Une vaste étude révèle que les médicaments amaigrissants pourraient freiner l’accumulation de protéines liées à Alzheimer

Image d'illustration. Rayon PharmacieADN
Une vaste analyse révèle que certains médicaments utilisés contre l’obésité pourraient limiter l’accumulation de protéines associées à la maladie d’Alzheimer. Ces résultats suggèrent un potentiel bénéfice supplémentaire de ces traitements au-delà de la perte de poids.
Tl;dr
- Les médicaments GLP-1 pourraient réduire les marqueurs de l’Alzheimer dans les modèles précliniques.
- Le liraglutide montre les effets positifs les plus consistants.
- Les preuves chez l’homme restent limitées non concluantes.
Des espoirs suscités par les traitements GLP-1
Ces dernières années, la liste des bénéfices potentiels associés aux médicaments de type GLP‑1 ne cesse de s’allonger. Après leur succès dans la prise en charge du diabète et de l’obésité, un nouvel examen conduit par des chercheurs d’Anglia Ruskin University, au Royaume-Uni, explore aujourd’hui leur possible rôle dans la prévention des mécanismes moléculaires caractéristiques de la démence.
Des résultats prometteurs en laboratoire
En passant au crible trente études, pour l’essentiel menées sur cultures cellulaires ou modèles animaux, l’équipe britannique a observé une nette diminution des protéines toxiques associées à la maladie d’Alzheimer. Précisément, parmi les travaux analysés, vingt-deux ont rapporté une baisse significative des plaques d’amyloïde‑bêta, et dix-neuf une réduction des enchevêtrements de protéine tau. Ces agrégats sont connus pour endommager puis détruire progressivement les neurones — même si d’autres pistes sont également étudiées.
Les substances actives examinées étaient le sémaglutide, le liraglutide, l’exenatide et le dulaglutide. Il est à noter que le liraglutide, molécule bien représentée dans la revue, s’est démarqué par ses effets réguliers sur les deux marqueurs majeurs d’Alzheimer. À l’inverse, l’exénatide est celui qui a montré les résultats les plus modestes.
L’état incertain de la recherche chez l’humain
Toutefois, comme souvent dans ce domaine, il demeure une grande prudence : seules deux petites études cliniques sur humains ont été recensées par cette revue. L’une indiquait une préservation du métabolisme cérébral tandis que l’autre signalait une réduction des amyloïdes dans certains compartiments extracellulaires – mais sans effet prouvé sur le ralentissement du déclin cognitif ou sur la formation directe des plaques cérébrales.
En outre, même si certaines recherches précédentes suggèrent un risque moindre de démence chez les patients sous traitement GLP-1, d’autres essais réalisés auprès de personnes atteintes d’un début d’Alzheimer n’ont pas confirmé ce lien. Par exemple, aucune amélioration cognitive notable n’a été constatée avec le sémaglutide lors d’un essai publié l’an passé.

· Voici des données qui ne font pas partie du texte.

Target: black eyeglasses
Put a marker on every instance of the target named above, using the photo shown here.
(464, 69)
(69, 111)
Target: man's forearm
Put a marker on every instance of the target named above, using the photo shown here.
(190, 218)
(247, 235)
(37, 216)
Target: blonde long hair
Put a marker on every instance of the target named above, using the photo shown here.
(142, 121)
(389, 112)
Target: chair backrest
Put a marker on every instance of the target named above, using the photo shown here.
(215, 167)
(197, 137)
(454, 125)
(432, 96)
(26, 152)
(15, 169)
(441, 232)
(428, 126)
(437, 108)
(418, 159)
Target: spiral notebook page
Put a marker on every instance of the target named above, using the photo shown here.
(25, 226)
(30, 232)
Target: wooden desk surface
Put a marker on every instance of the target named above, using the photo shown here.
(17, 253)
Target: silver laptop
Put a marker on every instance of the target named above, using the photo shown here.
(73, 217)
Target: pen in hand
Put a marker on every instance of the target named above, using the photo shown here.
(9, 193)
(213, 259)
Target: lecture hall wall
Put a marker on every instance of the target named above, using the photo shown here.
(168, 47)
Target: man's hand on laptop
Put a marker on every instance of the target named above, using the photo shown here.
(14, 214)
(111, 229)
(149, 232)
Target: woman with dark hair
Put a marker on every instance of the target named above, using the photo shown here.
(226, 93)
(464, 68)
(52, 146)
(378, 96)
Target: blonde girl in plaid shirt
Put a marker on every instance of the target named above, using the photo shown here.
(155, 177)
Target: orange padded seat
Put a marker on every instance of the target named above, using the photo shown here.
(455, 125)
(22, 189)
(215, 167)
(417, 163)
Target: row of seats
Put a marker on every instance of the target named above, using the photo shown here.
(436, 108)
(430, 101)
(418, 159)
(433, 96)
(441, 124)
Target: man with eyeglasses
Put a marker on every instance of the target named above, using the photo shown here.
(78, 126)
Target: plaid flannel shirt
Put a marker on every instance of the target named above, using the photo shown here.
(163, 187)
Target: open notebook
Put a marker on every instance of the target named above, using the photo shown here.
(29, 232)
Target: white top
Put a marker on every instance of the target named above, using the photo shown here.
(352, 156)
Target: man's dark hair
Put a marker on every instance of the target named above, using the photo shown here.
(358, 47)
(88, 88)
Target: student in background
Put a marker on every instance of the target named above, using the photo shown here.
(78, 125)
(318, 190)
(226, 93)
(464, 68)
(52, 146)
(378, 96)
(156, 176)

Divers mécanismes envisagés et prochaines étapes
Pour expliquer ces observations encourageantes, mais encore fragiles, les scientifiques évoquent plusieurs voies possibles :
- Diminution de l’inflammation cérébrale,
- Amélioration de la signalisation à l’insuline,
- Baisse de la production des protéines toxiques.
Cependant, rien n’est définitivement tranché. Le physiologiste Simon Cork, coauteur de l’étude, souligne ainsi : « Cet examen offre une analyse approfondie sur la façon dont ces médicaments pourraient interagir avec les mécanismes fondamentaux de la maladie d’Alzheimer. » Pour lui comme pour ses collègues, seuls de nouveaux essais cliniques à grande échelle permettront de valider ces premiers signaux positifs et d’envisager – peut-être – une réelle avancée préventive contre Alzheimer grâce aux agonistes du récepteur GLP‑1.